I would imagine this is probably the most common reason why breakpoints are not hit: the Web Application is running under Cassini.
Cassini is the built-in Web Server that comes with Visual Studio 2005/2008. It’s a lightweight Web Server provided to spare you the trouble of setting up IIS on your local machine. But being lightweight it can’t do everything and one thing it cannot do is provide debug support. This ASP.NET forum post, ‘Debugging aspx hosted by Cassini’ provides some discussion on the issue.
To debug in Visual Studio when running Cassini you have to manually attach the debugger to the Cassini Process.

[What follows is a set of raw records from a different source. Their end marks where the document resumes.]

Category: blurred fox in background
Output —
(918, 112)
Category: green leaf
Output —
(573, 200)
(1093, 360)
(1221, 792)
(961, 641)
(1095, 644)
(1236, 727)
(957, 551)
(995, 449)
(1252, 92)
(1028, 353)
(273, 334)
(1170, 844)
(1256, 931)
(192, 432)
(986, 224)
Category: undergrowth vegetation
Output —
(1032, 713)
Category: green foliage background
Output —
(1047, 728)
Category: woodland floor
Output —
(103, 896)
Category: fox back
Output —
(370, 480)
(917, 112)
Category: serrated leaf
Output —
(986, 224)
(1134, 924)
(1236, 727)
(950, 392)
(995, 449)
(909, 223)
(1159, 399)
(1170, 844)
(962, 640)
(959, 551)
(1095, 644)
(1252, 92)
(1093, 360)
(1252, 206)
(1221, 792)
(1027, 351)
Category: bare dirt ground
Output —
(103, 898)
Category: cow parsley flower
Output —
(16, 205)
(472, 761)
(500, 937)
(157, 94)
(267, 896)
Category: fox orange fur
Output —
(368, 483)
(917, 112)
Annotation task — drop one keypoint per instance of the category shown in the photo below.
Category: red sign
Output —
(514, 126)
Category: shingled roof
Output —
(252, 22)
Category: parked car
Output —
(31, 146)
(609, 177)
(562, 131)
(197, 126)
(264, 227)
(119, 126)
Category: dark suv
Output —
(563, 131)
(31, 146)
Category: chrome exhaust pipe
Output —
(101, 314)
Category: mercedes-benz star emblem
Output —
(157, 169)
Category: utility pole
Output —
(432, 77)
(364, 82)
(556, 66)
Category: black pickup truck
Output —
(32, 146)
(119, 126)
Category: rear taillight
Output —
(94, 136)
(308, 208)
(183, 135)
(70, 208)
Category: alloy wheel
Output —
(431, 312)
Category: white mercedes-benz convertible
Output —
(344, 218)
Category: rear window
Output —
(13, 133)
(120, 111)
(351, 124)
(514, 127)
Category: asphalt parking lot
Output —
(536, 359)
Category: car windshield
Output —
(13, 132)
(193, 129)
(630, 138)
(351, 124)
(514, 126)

To paraphrase Kiliman in his forum post:
In VS.NET, it’s Debug | Processes…
Find WebDev.WebServer.exe in list of running processes and click Attach. Make sure Managed Code or Automatic is selected from the Attach To: DropDownList
If you don’t want to manually attach the debugger every time, then make your site IIS based then go to the Project Properties and change your settings from from internal webserver to IIS.
Here’s an interesting tip from an old Cassini information page for Framework Version 1.1 that allows you to Debug under Cassini without manually attaching that might still work in later Framework versions. I haven’t tried it myself yet. Basically you make Cassini the Start Application for your Debug Build Configuration and define your Web App as a Command Line Parameter.
The reason that Cassini cannot participate in Visual Studio .NET Debugging without the debugger manually attaching to the process is that Visual Studio Debug Builds send a special (non-standard) HTTP Request to the Server using the DEBUG Verb called a Debug HTTP Request. IIS knows how to handle Debug HTTP Requests but Cassini does not.
The DEBUG Verb is used by IIS to verify that the process of the application is running and to automatically select the correct process to attach the Visual Studio debugger to. Its a non-standard HTTP Verb invented by Microsoft for its own purposes, that’s why generic Web Servers like Cassini don’t handle it. See Stack Overflow here.